Millions in EU sudsidies go to the UK wealthiest landowners

Wealthiest landowners get millions in subsidies

Published on Monday 5 March 2012 09:54
http://www.yorkshirepost.co.uk/news/at-a-glance/main-section/wealthiest-landowners-get-millions-in-subsidies-1-4312225

Some of the wealthiest landowners in the UK are receiving millions of pounds in European Union subsidies, an investigation has revealed.

The BBC Panorama investigation showed that in 2010, 47 payments of over £1m were made to individuals and business – many some of the richest in the country – across the UK under the Common Agricultural Policy (CAP).

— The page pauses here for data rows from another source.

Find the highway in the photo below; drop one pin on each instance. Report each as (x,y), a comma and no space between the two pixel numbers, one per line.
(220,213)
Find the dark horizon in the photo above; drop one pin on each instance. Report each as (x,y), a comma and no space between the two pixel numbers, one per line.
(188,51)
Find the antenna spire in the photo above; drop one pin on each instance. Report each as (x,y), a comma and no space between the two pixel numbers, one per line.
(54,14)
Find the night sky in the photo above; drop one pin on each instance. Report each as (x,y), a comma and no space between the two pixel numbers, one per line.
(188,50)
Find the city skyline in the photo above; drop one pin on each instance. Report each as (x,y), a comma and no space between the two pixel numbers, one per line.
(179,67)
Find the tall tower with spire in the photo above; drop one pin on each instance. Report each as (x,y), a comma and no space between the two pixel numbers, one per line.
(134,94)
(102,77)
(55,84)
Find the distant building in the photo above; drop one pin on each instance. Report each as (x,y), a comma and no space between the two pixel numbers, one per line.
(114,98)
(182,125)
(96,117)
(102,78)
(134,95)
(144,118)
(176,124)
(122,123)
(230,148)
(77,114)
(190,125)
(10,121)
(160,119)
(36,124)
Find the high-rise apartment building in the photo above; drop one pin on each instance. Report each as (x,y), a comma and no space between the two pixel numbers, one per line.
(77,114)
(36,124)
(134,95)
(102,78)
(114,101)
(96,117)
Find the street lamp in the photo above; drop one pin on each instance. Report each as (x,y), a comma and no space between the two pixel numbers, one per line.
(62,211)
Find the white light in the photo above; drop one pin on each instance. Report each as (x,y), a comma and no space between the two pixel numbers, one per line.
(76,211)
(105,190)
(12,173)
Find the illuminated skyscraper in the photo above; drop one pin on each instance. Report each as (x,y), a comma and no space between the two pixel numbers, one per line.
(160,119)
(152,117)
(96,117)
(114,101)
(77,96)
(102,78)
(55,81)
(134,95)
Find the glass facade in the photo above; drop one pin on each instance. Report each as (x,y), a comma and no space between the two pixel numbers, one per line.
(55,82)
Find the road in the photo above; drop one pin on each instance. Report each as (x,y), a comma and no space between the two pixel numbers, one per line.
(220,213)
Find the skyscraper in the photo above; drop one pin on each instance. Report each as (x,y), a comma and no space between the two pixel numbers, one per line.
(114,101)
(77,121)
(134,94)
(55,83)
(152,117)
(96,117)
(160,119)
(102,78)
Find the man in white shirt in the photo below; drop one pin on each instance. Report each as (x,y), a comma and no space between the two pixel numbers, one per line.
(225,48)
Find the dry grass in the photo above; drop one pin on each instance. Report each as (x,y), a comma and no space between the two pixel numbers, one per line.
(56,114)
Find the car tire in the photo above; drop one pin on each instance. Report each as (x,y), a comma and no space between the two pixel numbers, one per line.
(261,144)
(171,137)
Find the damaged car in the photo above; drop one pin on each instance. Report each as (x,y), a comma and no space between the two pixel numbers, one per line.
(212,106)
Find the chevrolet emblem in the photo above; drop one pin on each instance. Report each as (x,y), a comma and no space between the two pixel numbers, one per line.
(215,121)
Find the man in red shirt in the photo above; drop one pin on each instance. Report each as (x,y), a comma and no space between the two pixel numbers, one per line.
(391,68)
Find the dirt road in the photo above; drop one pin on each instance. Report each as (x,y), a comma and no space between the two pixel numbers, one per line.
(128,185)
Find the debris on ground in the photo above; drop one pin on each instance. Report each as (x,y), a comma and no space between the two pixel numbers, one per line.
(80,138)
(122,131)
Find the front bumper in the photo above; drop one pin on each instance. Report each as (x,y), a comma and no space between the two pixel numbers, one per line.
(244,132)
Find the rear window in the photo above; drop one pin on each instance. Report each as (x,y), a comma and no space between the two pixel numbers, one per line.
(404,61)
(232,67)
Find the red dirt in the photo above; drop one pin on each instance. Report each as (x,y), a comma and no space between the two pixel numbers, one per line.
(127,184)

CAP payouts are rewarded for the amount of agricultural land a person owns, meaning often the richest and largest landowners receive the biggest payments, Panorama said.

The situation is prompting calls for a new system of capping to end large payouts.

The programme, to be broadcast tonight, collected anonymised figures for 2010, the most recent available, for all four UK administrations: the Scottish Government Rural Payments and Inspections Directorate, the Department for Environment, Food and Rural Affairs (Defra); Northern Ireland’s Department of Agriculture and Rural Development and the Welsh Government.

In England, 512 recipients were given more than £250,000, 98 got more than £500,000 and 37 got at least £1m.

Across the UK, 709 got more than £250,000, 133 were given at least £500,000 and 47 received more than £1m. The total number of payments for the whole of the UK in 2010 was 889.

Panorama said those benefiting from large subsidy payments include wealthy figures such as Sir Richard Sutton, a baronet with extensive property holdings who is said to have received £1.9m in farming subsidies last year.

Members of the Royal family also benefited, including the Queen. According to Panorama she has received around £7m in farming subsidies over the past decade and the Duke of Westminster has had around £6m in that time.

European Agriculture Commissioner Dacian Ciolos hopes to end the big payouts by introducing a cap of 300,000 euro (£250,000).